Bigger picture, this capitulation to fantasy raises the more relevant question - can Central Banks indefinitely extend the business cycle? I suggest not. However, what they can do is keep gamblers entertained in the casino much longer than would otherwise be prudent. Suffice to say, the Kool-Aid always tastes best at the end of the party.

On the surface, the similarities to 2016 are compelling. Oil/commodity meltdown, EM selloff - months in the making, Yuan devaluation, Fed rate hikes, speculative blow-off, deflation. 

Here we see via U.S. banks, if global Central Banks are planning to save the day, they need to get busy.

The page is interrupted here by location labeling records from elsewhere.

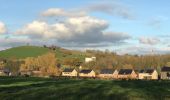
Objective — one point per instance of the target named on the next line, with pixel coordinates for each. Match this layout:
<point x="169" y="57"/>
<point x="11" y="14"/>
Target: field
<point x="21" y="88"/>
<point x="34" y="51"/>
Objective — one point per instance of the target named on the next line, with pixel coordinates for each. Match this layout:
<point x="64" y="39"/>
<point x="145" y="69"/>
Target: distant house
<point x="69" y="72"/>
<point x="87" y="73"/>
<point x="148" y="74"/>
<point x="37" y="73"/>
<point x="90" y="59"/>
<point x="165" y="72"/>
<point x="108" y="73"/>
<point x="2" y="73"/>
<point x="127" y="74"/>
<point x="23" y="73"/>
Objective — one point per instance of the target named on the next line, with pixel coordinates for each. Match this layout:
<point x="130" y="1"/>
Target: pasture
<point x="27" y="88"/>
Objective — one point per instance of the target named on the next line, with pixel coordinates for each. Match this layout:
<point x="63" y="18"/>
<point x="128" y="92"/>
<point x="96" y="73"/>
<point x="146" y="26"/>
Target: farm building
<point x="87" y="73"/>
<point x="165" y="72"/>
<point x="2" y="73"/>
<point x="69" y="72"/>
<point x="108" y="73"/>
<point x="87" y="59"/>
<point x="150" y="74"/>
<point x="23" y="73"/>
<point x="127" y="74"/>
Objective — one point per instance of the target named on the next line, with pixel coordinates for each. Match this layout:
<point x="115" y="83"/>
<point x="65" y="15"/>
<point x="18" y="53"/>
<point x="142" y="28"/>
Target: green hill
<point x="23" y="52"/>
<point x="34" y="51"/>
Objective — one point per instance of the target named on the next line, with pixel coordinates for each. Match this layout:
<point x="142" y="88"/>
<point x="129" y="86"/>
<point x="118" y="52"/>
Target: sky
<point x="121" y="26"/>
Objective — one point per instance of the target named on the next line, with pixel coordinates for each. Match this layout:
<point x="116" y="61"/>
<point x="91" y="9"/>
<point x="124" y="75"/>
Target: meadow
<point x="29" y="88"/>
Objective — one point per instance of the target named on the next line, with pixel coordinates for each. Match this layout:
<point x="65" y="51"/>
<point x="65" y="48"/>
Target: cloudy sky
<point x="122" y="26"/>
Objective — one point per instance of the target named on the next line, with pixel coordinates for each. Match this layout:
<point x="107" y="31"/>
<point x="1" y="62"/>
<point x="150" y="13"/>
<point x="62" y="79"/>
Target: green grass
<point x="34" y="51"/>
<point x="19" y="88"/>
<point x="23" y="52"/>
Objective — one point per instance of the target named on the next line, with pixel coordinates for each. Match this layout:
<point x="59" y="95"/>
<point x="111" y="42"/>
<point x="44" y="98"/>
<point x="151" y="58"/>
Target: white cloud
<point x="62" y="13"/>
<point x="3" y="28"/>
<point x="74" y="30"/>
<point x="149" y="40"/>
<point x="113" y="9"/>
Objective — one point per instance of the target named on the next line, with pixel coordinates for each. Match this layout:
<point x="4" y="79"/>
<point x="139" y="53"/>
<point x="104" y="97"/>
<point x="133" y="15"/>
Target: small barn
<point x="69" y="72"/>
<point x="165" y="72"/>
<point x="87" y="73"/>
<point x="127" y="74"/>
<point x="108" y="73"/>
<point x="150" y="74"/>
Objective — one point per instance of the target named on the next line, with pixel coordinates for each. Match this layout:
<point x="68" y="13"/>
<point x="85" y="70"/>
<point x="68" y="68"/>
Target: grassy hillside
<point x="66" y="89"/>
<point x="34" y="51"/>
<point x="23" y="52"/>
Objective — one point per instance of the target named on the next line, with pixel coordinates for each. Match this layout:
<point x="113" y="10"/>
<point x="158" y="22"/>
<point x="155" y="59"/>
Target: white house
<point x="89" y="59"/>
<point x="150" y="74"/>
<point x="108" y="73"/>
<point x="69" y="72"/>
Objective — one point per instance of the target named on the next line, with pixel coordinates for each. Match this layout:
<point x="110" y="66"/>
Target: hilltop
<point x="22" y="52"/>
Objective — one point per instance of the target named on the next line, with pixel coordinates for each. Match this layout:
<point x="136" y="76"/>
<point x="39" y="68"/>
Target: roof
<point x="86" y="71"/>
<point x="107" y="71"/>
<point x="146" y="71"/>
<point x="165" y="69"/>
<point x="68" y="70"/>
<point x="125" y="71"/>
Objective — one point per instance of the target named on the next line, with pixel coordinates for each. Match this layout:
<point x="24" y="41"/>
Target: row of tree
<point x="50" y="64"/>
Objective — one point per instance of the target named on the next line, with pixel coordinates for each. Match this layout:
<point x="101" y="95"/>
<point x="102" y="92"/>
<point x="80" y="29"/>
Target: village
<point x="107" y="73"/>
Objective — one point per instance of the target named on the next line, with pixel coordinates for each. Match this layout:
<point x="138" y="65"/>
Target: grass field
<point x="20" y="88"/>
<point x="34" y="51"/>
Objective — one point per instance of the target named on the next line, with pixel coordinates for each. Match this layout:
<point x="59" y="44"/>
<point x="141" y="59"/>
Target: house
<point x="90" y="59"/>
<point x="150" y="74"/>
<point x="165" y="72"/>
<point x="108" y="73"/>
<point x="37" y="73"/>
<point x="69" y="72"/>
<point x="87" y="73"/>
<point x="127" y="74"/>
<point x="2" y="73"/>
<point x="24" y="73"/>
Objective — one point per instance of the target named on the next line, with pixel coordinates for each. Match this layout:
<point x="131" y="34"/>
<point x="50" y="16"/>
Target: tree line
<point x="50" y="64"/>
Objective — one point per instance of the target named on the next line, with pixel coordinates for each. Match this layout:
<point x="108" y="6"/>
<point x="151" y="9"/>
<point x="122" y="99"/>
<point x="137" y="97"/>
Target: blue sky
<point x="132" y="26"/>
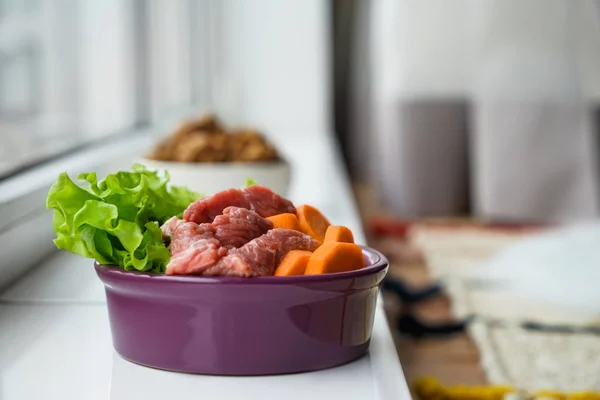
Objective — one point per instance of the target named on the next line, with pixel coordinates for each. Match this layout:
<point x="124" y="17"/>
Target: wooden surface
<point x="454" y="359"/>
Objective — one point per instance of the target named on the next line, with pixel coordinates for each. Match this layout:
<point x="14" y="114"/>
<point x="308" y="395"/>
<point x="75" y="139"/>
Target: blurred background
<point x="470" y="107"/>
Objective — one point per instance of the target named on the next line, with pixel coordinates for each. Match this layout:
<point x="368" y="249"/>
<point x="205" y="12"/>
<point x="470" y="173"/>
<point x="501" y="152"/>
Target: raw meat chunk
<point x="193" y="247"/>
<point x="260" y="199"/>
<point x="261" y="256"/>
<point x="237" y="226"/>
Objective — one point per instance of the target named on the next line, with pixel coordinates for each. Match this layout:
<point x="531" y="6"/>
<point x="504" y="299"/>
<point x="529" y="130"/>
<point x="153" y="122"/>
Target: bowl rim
<point x="380" y="263"/>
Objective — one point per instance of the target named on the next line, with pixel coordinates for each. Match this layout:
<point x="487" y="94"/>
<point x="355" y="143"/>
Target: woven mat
<point x="530" y="360"/>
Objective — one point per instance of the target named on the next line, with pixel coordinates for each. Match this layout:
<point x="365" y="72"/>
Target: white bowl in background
<point x="210" y="178"/>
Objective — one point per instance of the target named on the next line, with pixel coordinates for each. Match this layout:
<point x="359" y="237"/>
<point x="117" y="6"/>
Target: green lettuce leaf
<point x="117" y="220"/>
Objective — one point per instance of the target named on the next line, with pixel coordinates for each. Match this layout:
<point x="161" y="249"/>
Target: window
<point x="73" y="72"/>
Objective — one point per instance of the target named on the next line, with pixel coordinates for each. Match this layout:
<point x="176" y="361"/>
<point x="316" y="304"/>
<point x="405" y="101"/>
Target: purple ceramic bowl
<point x="243" y="326"/>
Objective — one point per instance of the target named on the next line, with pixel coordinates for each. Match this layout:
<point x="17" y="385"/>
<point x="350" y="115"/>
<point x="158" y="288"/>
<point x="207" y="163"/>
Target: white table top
<point x="55" y="339"/>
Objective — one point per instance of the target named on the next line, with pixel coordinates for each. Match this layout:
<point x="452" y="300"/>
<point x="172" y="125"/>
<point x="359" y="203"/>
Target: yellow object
<point x="428" y="388"/>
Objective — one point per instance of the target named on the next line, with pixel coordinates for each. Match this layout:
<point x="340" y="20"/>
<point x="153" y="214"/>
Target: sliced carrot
<point x="337" y="233"/>
<point x="312" y="222"/>
<point x="335" y="257"/>
<point x="294" y="263"/>
<point x="286" y="221"/>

The other major difference between now and 2016 is the minor detail of the trade war. The fantasy of the day seems to be that Trump and Xi will use their photo-op this week to hammer out two decade's worth of grievances. I suggest that won't happen. Moreover, Trump's own trade representative already said that won't happen:

“We certainly won’t have a full formal deal by January. Impossible...Ross said that the U.S. is still planning on Jan. 1 to increase tariffs to 25 percent on some $200 billion in goods from China that became subject to a 10 percent import tax in September."


Let's see, a deal by January is impossible, therefore raised tariffs on Jan. 1 are already in the cards. Which means that within the next several weeks gamblers face the prospect of another rate hike and more tariffs. 





The other major difference between now and 2016 is the abject lack of fear in the casino. Here we see the notable difference in selling pressure now versus earlier this year and especially relative to 2016.


There has been absolutely no sign of capitulation.





In terms of breadth, I would say the two eras are very similar:




Another major difference lies in the fact that the past two years of Trump and tax cuts represents the "FOMO" era. Fear of missing out. It was the juncture at which the home game masses at large finally began to believe in the recovery, and hence went ALL IN.

It was their casino asset allocations and $1 trillion in stock buybacks that propelled the casino to all time highs this year:



But the real difference between now and 2016 is that the Fed took full advantage of the tax cut and attendant euphoria to continue to normalize interest rates. As per their mandate. 

Hence, what we find is a global cost of capital far higher today than it was two years ago, amid debt levels also substantially increased. 

Which again, raises the question - can Central Banks quickly unwind the economic impact wrought by two years of global tightening? 

Because that is the bet that's on the table.